Zakareya dismisses Qallash’s claims, saying he was quick to criticize the proposed amendments without understanding their contents. The secretary general also stresses that he did not violate any of the syndicate’s conventional protocols. Once he finalizes and presents the draft to the syndicate’s board, Zakareya tells Mada Masr that he will call for hearings with all journalists working within national, private and partisan institutions. After the parties agree on the proposals, the amendments will be redrafted before submission to Parliament.
Meanwhile, Amr Badr, a member of the syndicate’s board, blasted the involvement of individuals affiliated with the state, calling it a “disgrace” that a lawyer from Al-Ahram is involved in rewriting the syndicate law.
Zakareya emphasizes that there is an urgent need to amend the syndicate law before the end of the year. Due to the difficulty of gathering quorum in the syndicate’s general assembly, he said there is no need for all the assembly’s members to be present in order to hold a vote on the proposed amendments.
The other draft amendment is being prepared by Abdel Mohsen Salama, head of the Journalists Syndicate and a vocal supporter of the controversial media legislation that was ratified by President Abdel Fattah al-Sisi in September.
On August 22, Salama announced that he had finished preparing his proposed amendments and would present them to the syndicate board, prior to submitting them to Parliament before the end of the year. He explained that the main features of the amendments are to abolish the board election midterms and to make term lengths equal for the president and other board members. It also modifies regulations to allow journalists working in digital media to join the syndicate.
Badr says he and a number of other board members knew nothing about Salama’s draft amendment, other than his mention of it in a meeting three months ago, where he pledged to later present it to the board.
According to Badr, the common factor between the two amendments proposed by Salama and Zakareya is that they are being imposed on the syndicate by a state institution, although he refrains from identifying which.
He adds that there is also a conflict of interest in the timing. Both drafts are being raised before the board’s midterm elections next March, when six leadership positions are up for election, including Salama’s. “The president and secretary general are making laws to suit themselves,” Badr claims. “Otherwise, why the urgency to prepare these amendments in secret, away from the 12 members of the syndicate’s board and the general assembly?”

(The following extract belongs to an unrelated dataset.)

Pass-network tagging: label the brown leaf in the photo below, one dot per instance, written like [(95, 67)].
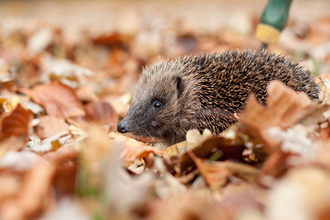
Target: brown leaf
[(226, 148), (11, 143), (17, 123), (35, 197), (58, 99), (102, 113), (86, 94), (285, 107), (62, 155), (215, 176), (50, 125)]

He says that he and four other board members — the five syndicate members who were the most outspoken in their criticism of the recently passed media legislation — will not review either Salama’s or Zakareya’s drafts because they were not included in the drafting process.
According to Badr, there has been a dispute between the head of the syndicate and the secretary general recently, with each having his own vision on how to amend the syndicate law. Yet since both Salama and Zakareya bypassed the traditional process, there was no room for syndicate members to debate their proposals. This process typically involves the syndicate board forming a committee from its members, which then formulates the general outline for the amendments and their goals. Then, the committee, along with law professors and senior journalists draft the amendments. Afterward, hearings are held to present the proposals and the general assembly is called to vote on draft legislation before it is sent it to the Parliament.